NISTEP注目科学技術 - 2022_E338

概要
ディープラーニングやAIによる交換相関汎関数の開発。
密度汎関数理論は既に多くの研究で採用されているシミュレーションツールとなっている。
しかしながら、基底状態の電子を正確に記述する汎関数は数値的に求めるしかなく、
これまで様々な思想による開発が続けれらてきた。
この汎関数の問題は物性値の予測に直接影響を及ぼすうえ、計算時間も精度を上げると増加する傾向にあり一つの根源的な問題となっていると考えている。
しかし、昨今は機械学習を始めとするAIの力で、ユニバーサルな汎関数の提案が可能となってきている。

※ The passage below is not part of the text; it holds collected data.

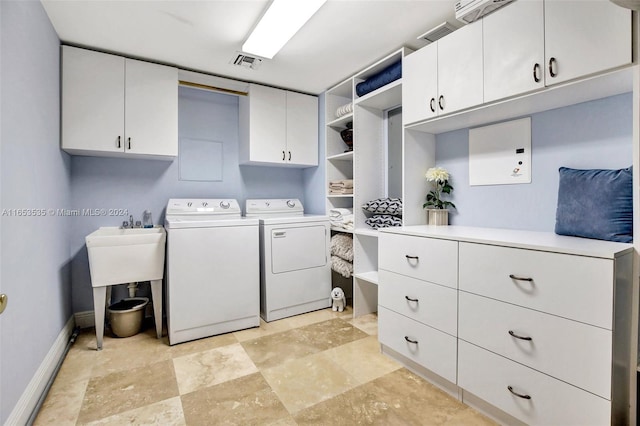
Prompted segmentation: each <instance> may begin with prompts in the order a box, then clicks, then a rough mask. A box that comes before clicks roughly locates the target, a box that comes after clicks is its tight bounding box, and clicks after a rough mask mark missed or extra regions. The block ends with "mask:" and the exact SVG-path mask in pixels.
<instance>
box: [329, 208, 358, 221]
mask: <svg viewBox="0 0 640 426" xmlns="http://www.w3.org/2000/svg"><path fill="white" fill-rule="evenodd" d="M350 214H353V209H346V208H336V209H331V210H329V217H330V218H331V220H333V219H336V220H342V217H343V216H347V215H350Z"/></svg>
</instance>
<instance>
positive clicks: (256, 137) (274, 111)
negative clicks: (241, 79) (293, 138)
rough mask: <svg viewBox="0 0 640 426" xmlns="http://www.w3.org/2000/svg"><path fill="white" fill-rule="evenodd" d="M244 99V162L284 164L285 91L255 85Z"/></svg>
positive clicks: (286, 115) (241, 123)
mask: <svg viewBox="0 0 640 426" xmlns="http://www.w3.org/2000/svg"><path fill="white" fill-rule="evenodd" d="M249 90H250V91H249V95H248V96H246V97H244V98H240V141H241V142H240V143H241V149H240V153H241V159H242V161H241V162H262V163H278V164H281V163H284V162H285V160H286V138H287V133H286V127H285V123H286V121H287V95H286V92H285V91H284V90H279V89H274V88H271V87H266V86H260V85H258V84H252V85H251V86H250V89H249Z"/></svg>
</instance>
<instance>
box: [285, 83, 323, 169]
mask: <svg viewBox="0 0 640 426" xmlns="http://www.w3.org/2000/svg"><path fill="white" fill-rule="evenodd" d="M287 159H288V161H289V162H290V163H292V164H293V163H295V164H301V165H307V166H317V165H318V98H316V97H315V96H309V95H303V94H301V93H295V92H287Z"/></svg>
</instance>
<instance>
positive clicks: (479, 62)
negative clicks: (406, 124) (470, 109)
mask: <svg viewBox="0 0 640 426" xmlns="http://www.w3.org/2000/svg"><path fill="white" fill-rule="evenodd" d="M403 65H404V69H403V71H402V72H403V78H402V80H403V83H402V103H403V114H404V123H405V124H408V123H413V122H416V121H420V120H426V119H429V118H432V117H435V116H437V115H443V114H448V113H451V112H455V111H458V110H461V109H465V108H468V107H471V106H474V105H478V104H481V103H482V100H483V94H482V93H483V89H482V84H483V83H482V22H478V23H475V24H473V25H468V26H466V27H464V28H461V29H459V30H457V31H455V32H454V33H452V34H449V35H448V36H447V37H445V38H442V39H440V40H438V41H437V42H435V43H432V44H430V45H428V46H426V47H424V48H422V49H420V50H418V51H417V52H414V53H412V54H411V55H409V56H407V57H406V58H405V59H404V64H403Z"/></svg>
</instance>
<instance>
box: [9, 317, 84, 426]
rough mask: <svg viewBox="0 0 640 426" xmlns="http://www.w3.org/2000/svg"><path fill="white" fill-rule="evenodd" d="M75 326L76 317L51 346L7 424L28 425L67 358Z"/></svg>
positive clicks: (14, 407) (70, 319) (33, 376)
mask: <svg viewBox="0 0 640 426" xmlns="http://www.w3.org/2000/svg"><path fill="white" fill-rule="evenodd" d="M74 325H75V321H74V317H73V316H71V317H70V318H69V321H67V323H66V324H65V325H64V327H63V328H62V330H61V331H60V334H58V337H57V338H56V340H55V341H54V342H53V346H51V349H50V350H49V352H48V353H47V356H45V358H44V360H43V361H42V363H41V364H40V367H38V370H37V371H36V373H35V374H34V375H33V378H32V379H31V381H30V382H29V385H27V388H26V389H25V390H24V392H23V393H22V396H21V397H20V399H19V400H18V403H17V404H16V405H15V407H13V411H11V414H9V418H8V419H7V422H6V423H5V424H7V425H24V424H27V422H28V421H29V417H31V413H32V412H33V410H34V409H35V408H36V406H37V405H38V401H39V400H40V397H41V396H42V394H43V392H44V391H45V389H46V387H47V383H48V382H49V380H50V379H51V378H52V376H53V374H54V373H55V370H56V367H57V366H58V363H59V362H60V361H61V360H62V358H63V357H64V356H65V351H66V349H67V344H68V343H69V338H70V337H71V333H73V328H74Z"/></svg>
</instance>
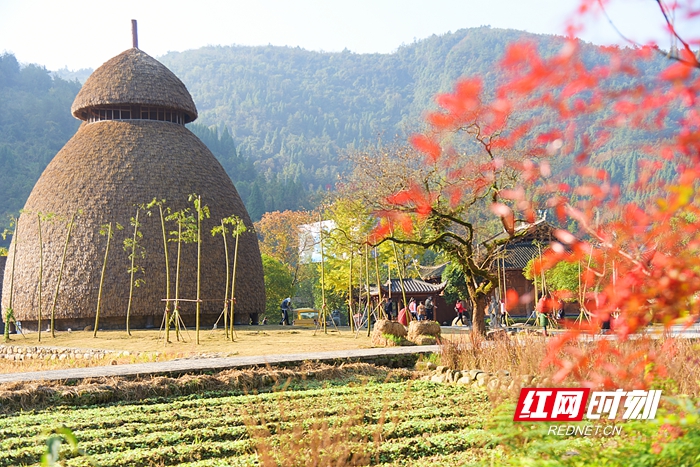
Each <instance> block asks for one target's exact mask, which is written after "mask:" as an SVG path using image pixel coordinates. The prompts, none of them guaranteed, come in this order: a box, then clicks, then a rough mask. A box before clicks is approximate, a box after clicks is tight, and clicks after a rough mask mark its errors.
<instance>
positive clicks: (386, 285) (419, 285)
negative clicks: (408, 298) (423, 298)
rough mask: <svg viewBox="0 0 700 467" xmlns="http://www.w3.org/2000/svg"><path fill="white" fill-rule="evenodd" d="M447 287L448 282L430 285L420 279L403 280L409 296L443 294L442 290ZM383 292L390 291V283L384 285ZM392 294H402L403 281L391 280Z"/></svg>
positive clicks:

これは今まで計算のパラメータ化していた汎関数の問題を一気に解決する可能性を秘めている。
キーワード
密度汎関数理論 / 第一原理計算 / 機械学習 / AI / マテリアルズ・インフォマティクス
ID 2022_E338
調査回 2022
注目/兆し 注目
所属機関 公的機関
専門分野 ナノテクノロジー・材料
専門度
実現時期 5年以降10年未満
分析データ 推定科研費審査区分(中区分) 60 (情報科学、情報工学)
分析データ クラスタ 1 (データサイエンス/情報数学・離散数学・数値計算)
研究段階
今は特定の物質群に対して電子構造を比較的精度よく予測できる段階である(デモンストレーション段階)。したがって、真にユニバーサルな汎関数を見出すにはまだまだ時間を要するであろう。また、いわゆるAIがだしてきたその汎関数を人間が理解できるかなどの問題もある。しかし、シミュレーションによって物性を高速に予測するという目的ベースであればブラックボックス化して進めてしまっても良いかもしれない。いずれにせ、現段階では汎関数の普遍化への道筋は見えていないと思われる。
インパクト
2022年調査にはこの項目はありません。
必要な要素
やはり実験的なデータベースの整備や計算結果を検証する強力な実験家との協業が重要となってくると思われる。
残念ながら計算結果を検証するだけの実験を十分に行っていないケースがほとんどであり、
また比較データが古い文献に依存しているなどの問題もあると思われる。
このような背景から国プロなどで実際のシミュレーションの予測がどの程度実験と整合するのかを検証するような、特別なチームを作ってこの分野の知見を蓄積していく必要があると思われる。